[856] Laboratory of Translational Immunology

The major interest of our research group for many years has been natural killer (NK) cell biology in the context of xenotransplantation, ABO blood group incompatibility in allotransplantation, and most recently, target cell elimination by NK cells and other innate immune cells triggered by polyspecific immunoglobulin G (IgG) or monoclonal therapeutic antibodies such as rituximab via Fc-gamma receptors (FcγRs).


The current organ shortage in transplantation medicine stimulates the exploration of new strategies to expand the donor pool, including xenotransplantation. The use of pig organs could offer a way out of the problem. The goal in clinical transplantation is the induction of long-term graft acceptance. Graft infiltration by immune cells and the participation of soluble factors are characteristics of acute and chronic cellular xenograft rejection.

Today, the experimental model of pig-to-non-human primate (NHP) xenotransplantation remains far from the excellent survival times achieved in the clinical setting of allotransplantation in humans. However, new engineering tools for genetic modifications of the donor pigs recently prolonged the pig xenograft survival in NHP. To exploit the power of genetic engineering, it is imperative to improve the testing of the genetically multi-modified pigs before running into complex and costly pig-to-NHP xenotransplantation experiments. Thus, novel in vitro and ex vivo approaches represent sound alternatives to measure the innate immune responses, both cellular and soluble.

In a collaboration of a multidisciplinary team involving experts in pig genetic engineering in Munich, coagulation and endothelial activation in Berne, our overall aim is to develop and test novel tools for the functional assessment of a basic set genetic modifications on cellular innate immunity, in particular monocytes, neutrophils, NK cells, but also examining T cell activation.

Antibodies & IgG

Immunoglobulins (Igs), also referred to as antibodies (Abs), are proteins synthesized by B-lymphocytes and plasma cells.

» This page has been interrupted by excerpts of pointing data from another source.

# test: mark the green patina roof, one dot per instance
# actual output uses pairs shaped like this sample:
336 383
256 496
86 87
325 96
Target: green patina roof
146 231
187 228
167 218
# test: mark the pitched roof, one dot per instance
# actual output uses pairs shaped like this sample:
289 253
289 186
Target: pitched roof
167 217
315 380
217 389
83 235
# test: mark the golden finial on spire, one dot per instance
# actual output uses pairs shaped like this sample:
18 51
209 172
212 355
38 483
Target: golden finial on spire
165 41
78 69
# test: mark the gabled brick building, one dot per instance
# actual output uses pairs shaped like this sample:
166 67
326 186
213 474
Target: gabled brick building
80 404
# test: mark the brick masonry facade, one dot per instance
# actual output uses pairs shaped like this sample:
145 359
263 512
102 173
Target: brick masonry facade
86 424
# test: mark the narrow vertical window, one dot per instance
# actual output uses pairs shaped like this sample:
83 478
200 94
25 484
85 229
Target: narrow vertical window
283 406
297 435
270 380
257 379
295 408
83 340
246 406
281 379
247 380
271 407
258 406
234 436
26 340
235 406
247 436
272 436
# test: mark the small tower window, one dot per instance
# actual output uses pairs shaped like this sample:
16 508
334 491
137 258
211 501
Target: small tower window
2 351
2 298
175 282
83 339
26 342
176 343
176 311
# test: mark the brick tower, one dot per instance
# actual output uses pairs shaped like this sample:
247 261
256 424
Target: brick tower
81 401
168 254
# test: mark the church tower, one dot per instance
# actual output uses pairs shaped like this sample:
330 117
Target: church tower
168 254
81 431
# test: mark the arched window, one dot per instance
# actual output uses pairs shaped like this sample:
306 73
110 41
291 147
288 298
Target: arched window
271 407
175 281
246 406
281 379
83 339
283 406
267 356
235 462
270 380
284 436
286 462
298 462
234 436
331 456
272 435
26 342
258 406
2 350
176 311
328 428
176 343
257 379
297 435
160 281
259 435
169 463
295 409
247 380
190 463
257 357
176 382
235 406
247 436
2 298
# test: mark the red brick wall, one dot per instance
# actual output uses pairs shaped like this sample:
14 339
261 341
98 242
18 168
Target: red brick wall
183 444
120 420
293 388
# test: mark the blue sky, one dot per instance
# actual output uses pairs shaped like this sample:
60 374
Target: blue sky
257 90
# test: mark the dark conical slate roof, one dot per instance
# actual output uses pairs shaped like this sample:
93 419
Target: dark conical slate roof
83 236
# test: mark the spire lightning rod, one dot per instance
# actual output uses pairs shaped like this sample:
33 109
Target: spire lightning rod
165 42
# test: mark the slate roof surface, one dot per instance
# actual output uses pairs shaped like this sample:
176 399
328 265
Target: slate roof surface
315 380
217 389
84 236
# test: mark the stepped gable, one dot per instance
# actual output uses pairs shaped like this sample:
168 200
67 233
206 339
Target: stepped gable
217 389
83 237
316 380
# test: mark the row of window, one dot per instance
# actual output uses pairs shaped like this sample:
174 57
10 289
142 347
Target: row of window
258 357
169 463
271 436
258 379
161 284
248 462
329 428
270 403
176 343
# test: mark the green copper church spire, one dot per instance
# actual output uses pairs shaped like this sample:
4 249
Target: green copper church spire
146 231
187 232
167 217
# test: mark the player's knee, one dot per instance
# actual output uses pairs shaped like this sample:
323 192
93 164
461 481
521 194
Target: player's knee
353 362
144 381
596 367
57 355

From the five Ig classes, IgG is the most abundant in the human serum. In general, Igs help in the defense against infectious organisms by several mechanisms. On the other hand, Igs also play a major role in transplantation medicine, autoimmunity/chronic inflammation, immunodeficiency, and more lately in cancer immune therapy.

The revolution of therapeutic monoclonal antibodies (mAb) entering various clinical disciplines boosted the interest in the function of innate immune effector cells and the Fc-gamma receptors (FcγRs) to which IgG bind. Innate immune cells including polymorphonuclear cells (PMN), NK cells, and monocytes, represent the first line of cellular defense, differentially express FcγRs, and deplete Ab-coated target cells by antibody-dependent cell cytotoxicity (ADCC) and antibody-dependent cell phagocytosis (ADCP) mechanisms.

The current line of research aims to increase the general understanding of the molecular mechanisms involved in regulating Ab-mediated therapies; in particular, the effector function of innate immune cells, i.e. NK cell-mediated ADCC and monocyte-mediated ADCP. The results of this project might elucidate inter-individual differences in the responses and side effects of immunoglobulin and monoclonal antibody treatments.